Increase in COVID-19 cases force Ventura County into the purple tier

OPUSD hybrid model in jeopardy after Ventura County moves to purple tier


Photo Courtesy of Ventura County COVID-19 emailing list

A diagram sent out by Ventura County depicts the limitations of what one can and can’t do while Ventura County is in the purple tier.

Alex Gaspar and Adam Helfstein

Updated Nov. 20, 2020

With COVID-19 cases trending upwards throughout the United States, Ventura County is seeing a similar trend. Ventura County, along with 41 of the 58 total counties within California, have officially been downgraded into the Purple Tier, in regards to COVID-19 case management.

The purple tier, also known as tier 1, is where COVID-19 is considered to be widespread throughout the county, and according to the restrictions schools and nonessential businesses must remain closed while a county is in this tier. Malls and retail stores can continue indoor activity, but can only operate at 25% capacity.

Throughout Ventura County, Oxnard has been the city hit the hardest from COVID-19 with 6741 cases across all its ZIP codes.  Simi Valley, Ventura and Fillmore follow with the most COVID-19 cases. Oak Park has 115 cases

The increase in cases can be attributed to celebrations and family gatherings, which help spread the virus. County officials state that household transmissions seem to be the driving force behind surging COVID-19 cases in Ventura County. 

“For the week ending Oct. 31, 36% of the county’s COVID cases involved more than one infected person at the same address in a sign the virus is being passed from one family member to another,” Ventura County public health officer Dr. Robert Levin said in an interview

With news of the change in tiers, businesses have one day to meet purple tier restrictions: the deadline is midnight on Tuesday Nov. 17, 2020. 

Despite numbers increasing causing Ventura County to move into the purple tier, some experts suggest that the real number of cases is probably much higher than the tallies may state. 

This, along with the already purple tier status of Ventura County, puts the future of Oak Park Unified School District’s hybrid model for the second semester in jeopardy. Only school districts that have opened prior to moving tiers will be allowed to remain open, so school districts that hope to open, such as OPUSD, are unable to do so from the purple tier. 

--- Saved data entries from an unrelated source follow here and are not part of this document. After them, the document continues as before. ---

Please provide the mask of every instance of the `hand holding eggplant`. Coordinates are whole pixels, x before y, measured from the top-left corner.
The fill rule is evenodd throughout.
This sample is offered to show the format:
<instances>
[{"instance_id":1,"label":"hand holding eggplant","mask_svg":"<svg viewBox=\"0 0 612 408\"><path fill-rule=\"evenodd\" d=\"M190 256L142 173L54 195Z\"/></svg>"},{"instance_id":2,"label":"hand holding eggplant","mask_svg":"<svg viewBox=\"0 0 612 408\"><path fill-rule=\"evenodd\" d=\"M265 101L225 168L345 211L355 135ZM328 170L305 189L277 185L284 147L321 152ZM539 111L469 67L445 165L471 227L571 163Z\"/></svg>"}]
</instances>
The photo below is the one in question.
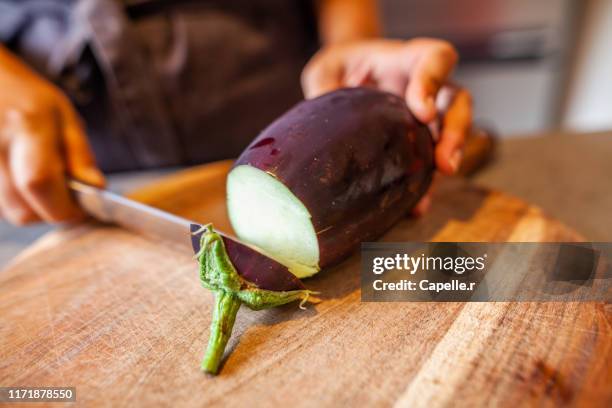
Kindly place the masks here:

“We don’t yet know when Ventura County will return to the Red Tier. Still, the District is continuing preparations to open schools in January, as planned, if we are in the Red Tier by December 22nd or as soon after that as we are allowed.  This week I am touring Red Oak Elementary School to see firsthand the preparations underway at our physical campuses and classrooms and expect to see the middle and high schools soon,” Oak Park Unified School District board member Denise Helfstein wrote to the Talon. 

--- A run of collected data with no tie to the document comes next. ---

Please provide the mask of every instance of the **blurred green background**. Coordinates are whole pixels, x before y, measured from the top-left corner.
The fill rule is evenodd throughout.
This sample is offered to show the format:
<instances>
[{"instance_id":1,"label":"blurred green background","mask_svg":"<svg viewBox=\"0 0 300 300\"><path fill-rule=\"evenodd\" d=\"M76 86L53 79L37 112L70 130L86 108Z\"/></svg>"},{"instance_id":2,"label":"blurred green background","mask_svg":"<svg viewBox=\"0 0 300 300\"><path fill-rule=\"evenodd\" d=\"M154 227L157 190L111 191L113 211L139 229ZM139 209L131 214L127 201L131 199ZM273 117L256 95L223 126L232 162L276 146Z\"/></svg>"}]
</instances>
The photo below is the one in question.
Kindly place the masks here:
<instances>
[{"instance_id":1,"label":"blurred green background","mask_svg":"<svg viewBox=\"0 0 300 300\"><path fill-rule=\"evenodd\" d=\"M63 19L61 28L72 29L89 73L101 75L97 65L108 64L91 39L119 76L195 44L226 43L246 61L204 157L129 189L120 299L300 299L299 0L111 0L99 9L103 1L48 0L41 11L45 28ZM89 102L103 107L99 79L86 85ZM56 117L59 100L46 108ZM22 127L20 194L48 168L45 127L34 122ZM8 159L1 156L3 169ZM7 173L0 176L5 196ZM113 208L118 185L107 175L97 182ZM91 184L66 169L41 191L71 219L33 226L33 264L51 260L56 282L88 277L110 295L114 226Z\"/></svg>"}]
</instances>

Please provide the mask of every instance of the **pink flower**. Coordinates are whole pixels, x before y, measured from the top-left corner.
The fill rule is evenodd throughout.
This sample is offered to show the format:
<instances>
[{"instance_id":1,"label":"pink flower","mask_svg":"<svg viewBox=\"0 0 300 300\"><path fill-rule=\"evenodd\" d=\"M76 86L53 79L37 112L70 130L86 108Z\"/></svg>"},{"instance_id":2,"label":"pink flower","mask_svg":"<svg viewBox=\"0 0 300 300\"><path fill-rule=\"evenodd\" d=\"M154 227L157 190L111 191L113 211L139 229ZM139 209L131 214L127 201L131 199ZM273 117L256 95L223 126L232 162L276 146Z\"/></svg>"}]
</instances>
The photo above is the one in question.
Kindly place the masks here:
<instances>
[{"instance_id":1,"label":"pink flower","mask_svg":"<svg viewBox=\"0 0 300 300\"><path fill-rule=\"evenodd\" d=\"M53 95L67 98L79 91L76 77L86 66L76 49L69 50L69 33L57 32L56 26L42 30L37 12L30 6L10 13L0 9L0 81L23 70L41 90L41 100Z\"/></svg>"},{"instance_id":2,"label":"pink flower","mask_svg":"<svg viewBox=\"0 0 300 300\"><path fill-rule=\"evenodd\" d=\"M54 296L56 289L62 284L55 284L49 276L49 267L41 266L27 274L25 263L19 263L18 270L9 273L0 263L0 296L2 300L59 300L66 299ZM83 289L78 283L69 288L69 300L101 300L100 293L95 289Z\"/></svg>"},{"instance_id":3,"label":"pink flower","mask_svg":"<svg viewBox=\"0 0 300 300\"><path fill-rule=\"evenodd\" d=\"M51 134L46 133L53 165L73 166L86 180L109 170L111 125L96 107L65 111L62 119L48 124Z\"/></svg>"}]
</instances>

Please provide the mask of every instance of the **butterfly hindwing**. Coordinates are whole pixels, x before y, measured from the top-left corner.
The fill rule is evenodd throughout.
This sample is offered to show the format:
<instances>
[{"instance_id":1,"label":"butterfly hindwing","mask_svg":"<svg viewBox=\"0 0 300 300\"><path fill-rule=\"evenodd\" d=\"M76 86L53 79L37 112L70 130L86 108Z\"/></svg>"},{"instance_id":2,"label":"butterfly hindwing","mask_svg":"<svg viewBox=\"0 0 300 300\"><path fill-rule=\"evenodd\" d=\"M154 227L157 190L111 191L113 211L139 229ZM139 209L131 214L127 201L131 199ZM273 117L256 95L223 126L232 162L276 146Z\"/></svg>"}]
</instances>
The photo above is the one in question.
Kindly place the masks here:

For Ventura County COVID-19 news, visit:

Nov. 18, 2020

With an increase in COVID-19 cases in America, states and counties have started to increase restrictions again. Ventura county, along with 41 other counties in California, have moved back to the purple tier, the most restrictive of the possible tier assignments. 

This means that all indoor activities will be halted, such as indoor gyms, churches, restaurants and other indoor public locations.

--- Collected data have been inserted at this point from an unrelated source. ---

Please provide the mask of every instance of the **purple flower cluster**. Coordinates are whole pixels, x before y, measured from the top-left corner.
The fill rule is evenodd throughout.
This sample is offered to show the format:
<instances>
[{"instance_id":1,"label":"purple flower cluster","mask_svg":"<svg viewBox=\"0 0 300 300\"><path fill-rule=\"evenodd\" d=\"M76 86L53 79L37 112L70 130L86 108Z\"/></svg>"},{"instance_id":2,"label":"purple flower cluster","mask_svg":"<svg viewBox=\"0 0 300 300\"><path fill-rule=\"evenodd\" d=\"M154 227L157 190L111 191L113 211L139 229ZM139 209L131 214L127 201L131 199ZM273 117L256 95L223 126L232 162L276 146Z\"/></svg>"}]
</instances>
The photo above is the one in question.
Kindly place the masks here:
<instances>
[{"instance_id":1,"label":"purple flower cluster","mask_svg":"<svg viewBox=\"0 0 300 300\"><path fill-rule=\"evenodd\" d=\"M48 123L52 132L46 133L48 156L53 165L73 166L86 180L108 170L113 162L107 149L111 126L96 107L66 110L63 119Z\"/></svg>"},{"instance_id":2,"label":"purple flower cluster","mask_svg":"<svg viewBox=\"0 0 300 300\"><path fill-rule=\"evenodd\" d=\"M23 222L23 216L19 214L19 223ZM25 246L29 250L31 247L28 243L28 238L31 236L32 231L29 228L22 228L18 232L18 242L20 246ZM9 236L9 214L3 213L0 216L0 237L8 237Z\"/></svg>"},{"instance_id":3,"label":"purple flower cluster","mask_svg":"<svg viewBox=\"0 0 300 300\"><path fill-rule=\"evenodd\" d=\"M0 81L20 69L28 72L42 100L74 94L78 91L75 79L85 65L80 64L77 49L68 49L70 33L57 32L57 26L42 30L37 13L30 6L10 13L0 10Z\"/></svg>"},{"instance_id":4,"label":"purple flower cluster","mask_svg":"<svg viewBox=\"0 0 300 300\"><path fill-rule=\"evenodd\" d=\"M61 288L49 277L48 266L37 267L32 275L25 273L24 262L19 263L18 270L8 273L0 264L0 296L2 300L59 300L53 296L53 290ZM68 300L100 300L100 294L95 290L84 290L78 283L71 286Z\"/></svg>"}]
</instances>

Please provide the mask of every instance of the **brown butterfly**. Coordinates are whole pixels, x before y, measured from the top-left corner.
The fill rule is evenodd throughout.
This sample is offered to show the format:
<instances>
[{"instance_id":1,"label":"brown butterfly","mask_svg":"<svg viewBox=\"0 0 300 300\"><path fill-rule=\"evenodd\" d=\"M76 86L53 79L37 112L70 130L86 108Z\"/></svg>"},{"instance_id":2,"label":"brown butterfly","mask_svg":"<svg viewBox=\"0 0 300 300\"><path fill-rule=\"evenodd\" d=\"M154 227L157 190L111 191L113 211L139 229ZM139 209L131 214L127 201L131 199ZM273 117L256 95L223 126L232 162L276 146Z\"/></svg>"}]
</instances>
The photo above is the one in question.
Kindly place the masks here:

“Over the past week, the [Ventura] county has averaged 170 new cases and 0.3 new deaths per day. The number of confirmed infections is currently doubling every 73.5 days,” according to data from the Los Angeles Times, whose staff update these numbers frequently.

Ventura County will be in the purple tier for a minimum of three weeks and will have to meet the requirements of lower tiers for at least two weeks to successfully downgrade into a lower-risk tier. 

As many school districts in Ventura country look to open up schools in a hybrid model, including Oak Park Unified School District, the recent tier reclassification will impact these plans. Schools that have opened prior to the move to the purple tier can continue to carry out in person learning. However, schools that have not reopened must wait until the county is eligible again for in-person learning. This occurs when the county returns to the red tier and remains there for at least two weeks. 

County officials have provided words of encouragement and guidelines to help citizens abide by the restrictions in place in order to stop the spread of the virus. 

“We all have a part in this, and we must be committed to social distancing measures in public spaces (6ft apart, wear face coverings, wash hands, etc.) and to avoid gathering with non-household members,” Ventura County Health Officer Dr. Robert Levin said in an interview.